Hartveit Espen, Veruki Margaret Lin
University of Bergen, Department of Biomedicine, Jonas Lies vei 91, N-5009 Bergen, Norway.
J Physiol. 2006 Aug 1;574(Pt 3):751-85. doi: 10.1113/jphysiol.2006.111856. Epub 2006 May 25.
The properties of neurotransmitter receptor channels are important for determining synaptic transmission in the nervous system. The presence of quantal variability complicates the use of conventional non-stationary noise analysis for determining the unitary conductance and number of channels involved in synaptic currents. Peak-scaled non-stationary noise analysis has been used to compensate for quantal variability, but there is evidence that the resulting variance versus mean relationships can be transformed from parabolic to skewed. We have used computer modelling based on experimentally derived kinetic schemes to investigate such relationships and demonstrate that their shape is a consequence of the temporal structure of the fluctuations during synaptic responses. Covariance analysis showed that peak-scaling generates a skewed relationship when the covariance function decays rapidly (compared to the average response waveform), corresponding to a low correlation between fluctuations at the peak and in neighbouring regions of the decay phase. A parabolic relationship is obtained when the covariance function decays more slowly, corresponding to a higher correlation. Irrespective of a skewed or parabolic relationship, we demonstrate that the unitary current can be reliably estimated, with a coefficient of variation (CV) as low as 0.05 and bias as low as +/-2% under ideal conditions. While the shape of the variance versus mean curve after peak-scaled non-stationary noise analysis is ultimately a consequence of the kinetic properties of the channels, inadequate alignment of individual waveforms can transform the relationship from parabolic to skewed, and low-pass filtering can transform the relationship from skewed to parabolic. These findings have important implications for analysis of experimental data.
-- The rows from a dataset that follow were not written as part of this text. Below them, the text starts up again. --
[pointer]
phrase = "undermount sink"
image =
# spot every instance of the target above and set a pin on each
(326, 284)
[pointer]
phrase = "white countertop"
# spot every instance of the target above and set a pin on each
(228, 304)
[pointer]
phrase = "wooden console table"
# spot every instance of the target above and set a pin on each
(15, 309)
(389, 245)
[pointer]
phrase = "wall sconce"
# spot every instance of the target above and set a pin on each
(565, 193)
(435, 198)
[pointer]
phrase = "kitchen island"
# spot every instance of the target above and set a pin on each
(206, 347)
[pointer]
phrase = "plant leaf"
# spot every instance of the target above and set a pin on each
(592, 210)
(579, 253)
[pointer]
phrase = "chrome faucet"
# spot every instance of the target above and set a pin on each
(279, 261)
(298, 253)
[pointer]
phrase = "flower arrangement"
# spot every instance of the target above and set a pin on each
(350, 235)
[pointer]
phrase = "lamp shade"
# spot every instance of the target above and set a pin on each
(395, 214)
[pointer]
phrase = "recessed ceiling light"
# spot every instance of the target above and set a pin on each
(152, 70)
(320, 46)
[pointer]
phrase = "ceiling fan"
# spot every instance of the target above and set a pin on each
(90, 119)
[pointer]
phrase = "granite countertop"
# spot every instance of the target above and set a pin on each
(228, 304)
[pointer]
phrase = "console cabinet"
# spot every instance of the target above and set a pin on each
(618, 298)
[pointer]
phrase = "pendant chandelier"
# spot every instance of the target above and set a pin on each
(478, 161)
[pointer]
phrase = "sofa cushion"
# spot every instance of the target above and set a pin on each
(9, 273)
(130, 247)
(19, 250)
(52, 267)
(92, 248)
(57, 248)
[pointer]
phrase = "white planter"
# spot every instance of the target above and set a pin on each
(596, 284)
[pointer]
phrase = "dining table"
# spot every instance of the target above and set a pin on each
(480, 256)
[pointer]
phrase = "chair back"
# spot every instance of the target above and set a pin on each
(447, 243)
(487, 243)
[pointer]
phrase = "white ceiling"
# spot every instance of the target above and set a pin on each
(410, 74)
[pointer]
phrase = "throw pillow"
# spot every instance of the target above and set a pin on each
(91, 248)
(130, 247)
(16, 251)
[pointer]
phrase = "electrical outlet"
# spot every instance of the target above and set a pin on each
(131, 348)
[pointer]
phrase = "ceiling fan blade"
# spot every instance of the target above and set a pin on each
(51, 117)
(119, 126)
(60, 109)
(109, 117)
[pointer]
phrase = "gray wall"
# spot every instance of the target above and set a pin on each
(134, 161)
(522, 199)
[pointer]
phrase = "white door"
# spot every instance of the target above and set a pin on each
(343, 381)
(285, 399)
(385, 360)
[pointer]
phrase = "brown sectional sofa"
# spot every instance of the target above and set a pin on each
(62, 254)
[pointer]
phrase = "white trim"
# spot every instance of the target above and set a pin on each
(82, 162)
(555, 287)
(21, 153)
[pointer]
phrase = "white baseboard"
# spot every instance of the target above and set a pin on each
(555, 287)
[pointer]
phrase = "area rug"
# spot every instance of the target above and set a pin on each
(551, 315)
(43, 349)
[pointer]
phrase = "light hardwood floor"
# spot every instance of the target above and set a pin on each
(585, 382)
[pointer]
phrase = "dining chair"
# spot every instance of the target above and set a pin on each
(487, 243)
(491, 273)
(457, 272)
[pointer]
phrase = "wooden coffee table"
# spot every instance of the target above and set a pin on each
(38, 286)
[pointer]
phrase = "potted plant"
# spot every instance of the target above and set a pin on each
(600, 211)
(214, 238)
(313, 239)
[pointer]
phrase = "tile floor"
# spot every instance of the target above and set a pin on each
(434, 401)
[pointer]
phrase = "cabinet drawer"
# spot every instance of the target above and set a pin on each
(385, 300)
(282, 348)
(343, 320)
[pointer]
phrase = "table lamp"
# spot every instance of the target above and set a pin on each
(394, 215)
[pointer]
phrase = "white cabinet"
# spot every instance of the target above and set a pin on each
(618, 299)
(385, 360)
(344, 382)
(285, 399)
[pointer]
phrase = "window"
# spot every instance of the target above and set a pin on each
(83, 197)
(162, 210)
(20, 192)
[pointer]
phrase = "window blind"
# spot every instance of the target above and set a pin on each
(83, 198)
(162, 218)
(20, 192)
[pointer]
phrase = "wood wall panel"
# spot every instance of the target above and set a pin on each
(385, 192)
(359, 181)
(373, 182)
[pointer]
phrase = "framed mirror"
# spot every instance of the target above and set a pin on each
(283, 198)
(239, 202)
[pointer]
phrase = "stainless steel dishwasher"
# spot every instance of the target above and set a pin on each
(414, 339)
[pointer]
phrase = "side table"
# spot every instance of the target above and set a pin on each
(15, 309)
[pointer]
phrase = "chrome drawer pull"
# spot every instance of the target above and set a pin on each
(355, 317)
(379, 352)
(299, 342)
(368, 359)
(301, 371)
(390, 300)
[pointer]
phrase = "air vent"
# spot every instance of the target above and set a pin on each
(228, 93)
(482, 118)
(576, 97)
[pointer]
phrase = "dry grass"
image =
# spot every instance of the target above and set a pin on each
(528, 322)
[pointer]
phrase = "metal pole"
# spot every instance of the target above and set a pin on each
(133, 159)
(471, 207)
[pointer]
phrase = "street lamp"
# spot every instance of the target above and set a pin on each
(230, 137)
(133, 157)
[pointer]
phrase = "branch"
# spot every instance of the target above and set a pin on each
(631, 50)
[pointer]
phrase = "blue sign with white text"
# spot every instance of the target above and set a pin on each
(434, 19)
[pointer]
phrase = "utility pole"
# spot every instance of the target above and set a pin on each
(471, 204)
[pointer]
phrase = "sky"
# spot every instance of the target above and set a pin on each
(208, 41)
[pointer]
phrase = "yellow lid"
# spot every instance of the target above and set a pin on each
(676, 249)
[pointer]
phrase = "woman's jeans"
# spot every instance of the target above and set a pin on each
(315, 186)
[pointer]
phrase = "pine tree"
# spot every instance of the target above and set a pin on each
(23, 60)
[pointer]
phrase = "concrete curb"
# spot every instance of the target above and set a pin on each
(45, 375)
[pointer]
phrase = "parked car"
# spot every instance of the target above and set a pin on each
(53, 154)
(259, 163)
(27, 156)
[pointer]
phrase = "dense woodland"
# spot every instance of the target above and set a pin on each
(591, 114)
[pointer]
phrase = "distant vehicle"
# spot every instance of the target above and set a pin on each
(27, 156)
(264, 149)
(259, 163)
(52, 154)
神经递质受体通道的特性对于确定神经系统中的突触传递非常重要。量子变异性的存在使得使用传统的非平稳噪声分析来确定参与突触电流的单通道电导和通道数量变得复杂。峰值缩放非平稳噪声分析已被用于补偿量子变异性,但有证据表明,由此产生的方差与均值关系可以从抛物线形转变为偏态。我们基于实验得出的动力学方案使用计算机建模来研究这种关系,并证明它们的形状是突触反应期间波动的时间结构的结果。协方差分析表明,当协方差函数快速衰减(与平均响应波形相比)时,峰值缩放会产生偏态关系,这对应于峰值处的波动与衰减阶段相邻区域的波动之间的低相关性。当协方差函数衰减较慢时,会得到抛物线形关系,这对应于较高的相关性。无论关系是偏态还是抛物线形,我们都证明在理想条件下,单通道电流可以可靠地估计,变异系数(CV)低至0.05,偏差低至±2%。虽然峰值缩放非平稳噪声分析后的方差与均值曲线的形状最终是通道动力学特性的结果,但单个波形的对齐不足会将关系从抛物线形转变为偏态,而低通滤波会将关系从偏态转变为抛物线形。这些发现对实验数据分析具有重要意义。